Pray and/or meditate
I do both of these practices. If you are Christian like myself, then you know there is power in prayer. Pray for your baby. Pray for your husband. Pray for yourself. Ask God to grant you the wisdom, grace and patience to be the mother your baby needs today.
Meditation is also a powerful tool. This is something I need to practice more of, but it really can help rid anxiety and stress. Try to do this once a day, preferably in the morning before getting out of bed. There are several YouTube meditations you can search. It will help clear your mind and set the tone for a calm, positive day. Click here for one of my favorite meditations.
Play calming music
“Alexa, play calming music” is a frequently used sentence in my house. I’m a firm believer that music is medicine. My little girl loves music. Putting on a clam, serene melody will help create a relaxing environment for both you and your little.
Talk to a mommy friend
Preferably one that won’t judge you and can help relate to what you are going through. The best way to feel like you’re not alone is to find someone you can confide in, share crazy poop eating stories with and get mom tips from. Think of them as your own personal mommy therapist. I believe that talking it out and not bottling up emotions can decrease your chance of blowing up over blowouts. Don’t have a mom friend? Please contact me! I am in search for more of these myself!

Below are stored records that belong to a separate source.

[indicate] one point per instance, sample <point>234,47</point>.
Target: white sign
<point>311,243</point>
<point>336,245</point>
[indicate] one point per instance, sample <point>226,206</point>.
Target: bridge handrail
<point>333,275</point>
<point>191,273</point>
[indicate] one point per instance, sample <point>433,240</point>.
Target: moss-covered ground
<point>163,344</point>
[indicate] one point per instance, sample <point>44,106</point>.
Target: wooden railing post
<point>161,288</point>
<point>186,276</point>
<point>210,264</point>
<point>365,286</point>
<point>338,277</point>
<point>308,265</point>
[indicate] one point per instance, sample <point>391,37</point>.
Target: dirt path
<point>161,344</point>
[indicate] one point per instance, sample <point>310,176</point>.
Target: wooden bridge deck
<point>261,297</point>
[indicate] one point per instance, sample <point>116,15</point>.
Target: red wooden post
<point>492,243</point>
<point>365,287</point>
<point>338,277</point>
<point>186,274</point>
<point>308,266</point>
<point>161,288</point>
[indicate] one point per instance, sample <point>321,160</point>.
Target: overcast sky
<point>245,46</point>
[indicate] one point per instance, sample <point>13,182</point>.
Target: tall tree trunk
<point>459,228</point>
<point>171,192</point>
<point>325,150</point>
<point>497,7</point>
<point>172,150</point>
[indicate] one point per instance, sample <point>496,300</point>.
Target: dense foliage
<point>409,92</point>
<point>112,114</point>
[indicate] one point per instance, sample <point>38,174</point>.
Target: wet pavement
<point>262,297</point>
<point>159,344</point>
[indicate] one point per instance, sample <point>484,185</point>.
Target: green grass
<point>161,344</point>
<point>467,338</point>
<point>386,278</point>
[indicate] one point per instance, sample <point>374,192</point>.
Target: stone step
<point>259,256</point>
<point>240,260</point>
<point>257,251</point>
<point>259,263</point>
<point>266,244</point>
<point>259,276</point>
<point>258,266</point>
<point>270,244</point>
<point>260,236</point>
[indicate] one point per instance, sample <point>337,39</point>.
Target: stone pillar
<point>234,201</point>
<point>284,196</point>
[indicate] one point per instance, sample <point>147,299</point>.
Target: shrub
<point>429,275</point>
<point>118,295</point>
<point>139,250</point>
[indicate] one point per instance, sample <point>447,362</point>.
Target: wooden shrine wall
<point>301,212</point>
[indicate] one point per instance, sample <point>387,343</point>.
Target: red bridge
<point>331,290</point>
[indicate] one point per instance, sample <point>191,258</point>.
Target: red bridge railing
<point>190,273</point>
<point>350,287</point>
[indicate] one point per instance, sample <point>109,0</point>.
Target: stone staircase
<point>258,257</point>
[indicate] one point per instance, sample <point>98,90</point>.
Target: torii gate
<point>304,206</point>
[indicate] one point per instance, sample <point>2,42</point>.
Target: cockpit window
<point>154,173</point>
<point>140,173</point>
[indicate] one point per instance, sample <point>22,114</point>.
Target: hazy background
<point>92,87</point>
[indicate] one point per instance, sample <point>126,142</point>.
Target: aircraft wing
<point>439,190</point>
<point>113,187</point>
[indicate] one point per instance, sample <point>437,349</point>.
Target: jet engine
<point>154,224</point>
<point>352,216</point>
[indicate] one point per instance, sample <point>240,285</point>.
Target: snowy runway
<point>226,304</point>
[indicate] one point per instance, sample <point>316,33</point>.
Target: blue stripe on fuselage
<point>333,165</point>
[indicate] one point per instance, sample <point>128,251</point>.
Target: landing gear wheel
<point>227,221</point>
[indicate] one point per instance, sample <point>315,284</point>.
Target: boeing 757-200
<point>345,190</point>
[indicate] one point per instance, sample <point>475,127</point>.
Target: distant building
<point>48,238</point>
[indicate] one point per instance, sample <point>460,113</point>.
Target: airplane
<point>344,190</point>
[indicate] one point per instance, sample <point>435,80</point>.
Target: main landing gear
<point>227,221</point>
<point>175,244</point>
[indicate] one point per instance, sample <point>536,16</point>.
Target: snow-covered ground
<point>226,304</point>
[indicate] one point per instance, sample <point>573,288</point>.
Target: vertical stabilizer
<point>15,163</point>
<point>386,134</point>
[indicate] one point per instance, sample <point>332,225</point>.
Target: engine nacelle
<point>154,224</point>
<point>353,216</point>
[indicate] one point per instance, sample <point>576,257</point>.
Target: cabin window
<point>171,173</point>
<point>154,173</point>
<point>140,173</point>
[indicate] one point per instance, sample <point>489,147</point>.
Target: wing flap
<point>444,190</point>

Try to put yourself in your baby’s tiny shoes. Understand that they aren’t out to ruin your day. Thy aren’t trying to make you mad (most of the time). They are just learning as they go, as are you. The more empathetic you become, the more loving your actions and reactions will be.
If everything fails and you have a moment when your impatient, scary mommy self comes out with her fangs and all, move on. Don’t let your mom guilt overcome you and ruin the rest of your day. Your baby won’t remember the 5 second “freak out” you had while carrying her poop covered body to the tub. But, she will remember all the snuggles, kisses and love you give her. You got this mama.